Another Big Ten Basketball Game Postponed Because Of COVID, What Are We Doing Here?

Sporting events getting axed over COVID policy felt like a relic by the time we got to 2023. But Big Ten conference teams are proving otherwise after another ridiculous cancelation citing COVID guidelines.

On Monday it was announced that a Big Ten matchup scheduled for Tuesday between Minnesota and Illinois had been canceled because of COVID health and safety protocols.

Why Is COVID Still Affecting Sports in 2023?

This is the third time in 2023 that COVID policy has interfered by canceling or postponing a Big Ten men's basketball game, with Northwestern canceling two games in a week's time in late January citing the same reason: not enough players on the roster, some being ruled out with COVID.

On Saturday's 81-46 beatdown by Maryland, Minnesota (7-15, 1-11 Big Ten) took the floor with eight scholarship players active for the contest, fulfilling the seven-player threshold required by the conference.

Two players reportedly tested positive for COVID to put the Gophers' roster under the seven-player requirement ahead of Monday's announcement.

The decision to delay Tuesday's game over COVID was so far-fetched and outdated to online audiences that some proposed Minnesota deliberately used the COVID ruling to its advantage — amid a seven-game losing streak and dismal conference record at 1-11.

Is There A Plot To Cancel Games?

With leading scorer Dawson Garcia on a four-game absence because of a right-foot bone bruise, conjecture around the COVID cancelation suggested that the program may be delaying its game against Illinois (currently third in the Big Ten at 7-5) to play with one of its top players available, rather than a depleted roster.

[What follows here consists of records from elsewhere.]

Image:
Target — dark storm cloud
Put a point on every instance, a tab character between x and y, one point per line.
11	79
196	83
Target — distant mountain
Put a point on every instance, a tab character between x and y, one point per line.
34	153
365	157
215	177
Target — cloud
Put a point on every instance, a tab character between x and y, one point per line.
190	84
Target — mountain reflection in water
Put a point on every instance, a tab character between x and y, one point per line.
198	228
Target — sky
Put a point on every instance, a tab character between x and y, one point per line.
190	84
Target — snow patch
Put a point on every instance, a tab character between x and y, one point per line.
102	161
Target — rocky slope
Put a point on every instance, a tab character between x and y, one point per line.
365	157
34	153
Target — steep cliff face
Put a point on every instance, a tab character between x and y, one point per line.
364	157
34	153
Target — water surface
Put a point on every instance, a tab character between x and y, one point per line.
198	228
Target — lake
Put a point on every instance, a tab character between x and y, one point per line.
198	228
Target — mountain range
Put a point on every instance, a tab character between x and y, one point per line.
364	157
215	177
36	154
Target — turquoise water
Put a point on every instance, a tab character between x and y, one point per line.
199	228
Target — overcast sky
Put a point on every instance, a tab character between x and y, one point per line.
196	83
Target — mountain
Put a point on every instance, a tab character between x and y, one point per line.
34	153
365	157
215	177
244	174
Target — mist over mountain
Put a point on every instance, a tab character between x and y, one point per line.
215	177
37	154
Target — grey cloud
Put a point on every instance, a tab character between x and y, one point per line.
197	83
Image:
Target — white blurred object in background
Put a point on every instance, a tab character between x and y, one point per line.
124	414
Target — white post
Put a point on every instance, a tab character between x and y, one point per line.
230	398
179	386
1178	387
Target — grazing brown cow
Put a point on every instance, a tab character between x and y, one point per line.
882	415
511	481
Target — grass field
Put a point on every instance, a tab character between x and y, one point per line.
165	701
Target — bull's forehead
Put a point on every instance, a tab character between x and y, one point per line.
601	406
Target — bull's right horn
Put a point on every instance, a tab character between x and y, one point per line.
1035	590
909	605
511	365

As college hoops enter the final month before March Madness, can the validity of COVID protocols be upheld or are the guidelines now being used in teams' favors?

Whether it's to delay games and get healthy bodies back or other advantageous ploys.

Though teams contemplating these advantages are certainly in the wrong, using COVID as an excuse has been an extension of college sports' terrible policies during the pandemic that allowed the illness to be an uncontested stoppage.

Simply put, if COVID's the reason, you can't dispute it.

After all, the Gophers' policy, like many other programs, is fairly hands-off with COVID testing so it's highly coincidental that they're using the guideline in the final month leading up to the postseason.

The Gophers haven't had a pressing COVID mandate or cancelation since the school-wide vaccine requirement was announced in January 2022.

Now, one year later, two players on the same roster are sitting out because of COVID, showing no concrete plan by the program or conference to mitigate cancelations.

Solution: Play The Game or Forfeit

According to Minnesota's announcement, no official plan or rescheduled date has been announced for the Gophers and Illini game. So the question is, what exactly is going on here, where the COVID cancelation is still possible in 2023?

On the same day of the game's postponement, New York City (a hotbed of COVID policy) announced it had nixed one of its more prominent pandemic-era mandates based on the idea that treatment and vaccines have made COVID a manageable or mitigated illness.

Just this past week, Director of Los Angeles County Department of Public Health Barbara Ferrer made a strong declaration of the county's post-COVID directive by striking a universal masking mandate.

So if two major cities that advocated for stringent COVID policy for nearly three years are willing to embrace post-COVID normalcy, how is a basketball game in the Midwest in 2023 getting affected by COVID? And why is the conference not doing anything about it?

The Big Ten can pounce on this issue by eliminating standing COVID policies at the start of next season to no longer allow postponements, and instead of merely delaying the games due to COVID sit-outs, they could start setting the precedent that COVID-related delays will count as forfeitures.

Keep in mind this is the same conference that sacrificed sporting events in 2020 out of fear of COVID.

No one is sure of the answer, but there has to be a safeguard to ensure games at the height of the season aren't being delayed or canceled over a long-expired guideline.